そして、テザー60Aの各交差繋ぎ部62A(図7〜図9中では手前側の一つを先端側のみ記載)には上記実施形態の円形接続部62aが設けられておらず、各交差繋ぎ部62Aのそれぞれの先端部をエアバッグ10Aのフロントパネル12に直接的に連結する代わりに、吊り紐92の途中部分に連結し、この吊り紐92を介して蓋部61とフロントパネル12とを繋ぐように構成している。各交差繋ぎ部62Aの長さは、図8のように、線状結合部80が破断してエアバッグ10Aが最大まで膨張したときに、吊り紐92の途中接続部分とリヤパネル14との間で緊張し、これにより蓋部61のエアバッグ10A外部側への移動(エアバッグ10A内のガス圧によりベントホール18からエアバッグ10A外に押し出されること)が阻止されるようになり、なおかつ、蓋部61が各交差繋ぎ部62Aによって過度にエアバッグ10Aの内側へ引張られてリヤパネル14のエアバッグ内側面から浮き上ってしまうこともない寸法とされている。
この変形例によれば、図8に示すようにエアバッグ10Aが最大に膨張することに伴い、吊り紐92が乗員側へ展張されることにより、各交差繋ぎ部62Aもこれら吊り紐92によって乗員側へ引っ張られて緊張し、蓋部61のベントホール18からの離反を阻止するようになる。線状結合部80の破断後、図9に示すように、このエアバッグ10Aが乗員を受け止めてフロントパネル12が後退すると、2本の吊り紐92が弛んで交差繋ぎ部62Aの緊張が解除され、蓋部61がベントホール18から離反する。
この結果、本変形例のエアバッグ10Aも上記実施形態のエアバッグ10と同等の効果を得ることができる。
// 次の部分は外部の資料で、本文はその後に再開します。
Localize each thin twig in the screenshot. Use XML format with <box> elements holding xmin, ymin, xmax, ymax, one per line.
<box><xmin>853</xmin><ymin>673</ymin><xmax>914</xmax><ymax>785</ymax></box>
また、本変形例においては、吊り紐92の長さ、配置、及び各交差繋ぎ部62Aとの接続位置を調整することで、エアバッグ10Aが最大まで膨張した際の各交差繋ぎ部62Aの張力を適宜調整することができ、蓋部61は安定してベントホール18を覆った状態を維持することができる。また、上記の各接続位置を調整することで、エアバッグ10の膨張展開行程における特有のタイミングで、特有の張力の合力を交差繋ぎ部62に付加させることもでき、蓋部61の開放感度を調整することができる。
(2)その他
なお、図10に示すように吊り紐92を2本(又は2本以上)設けるようにしてもよい。これにより、エアバッグ10Bが最大まで膨張した際のフロントパネル12とリヤパネル14との間の張力を分散させて各吊り紐92の強度を維持させることができる。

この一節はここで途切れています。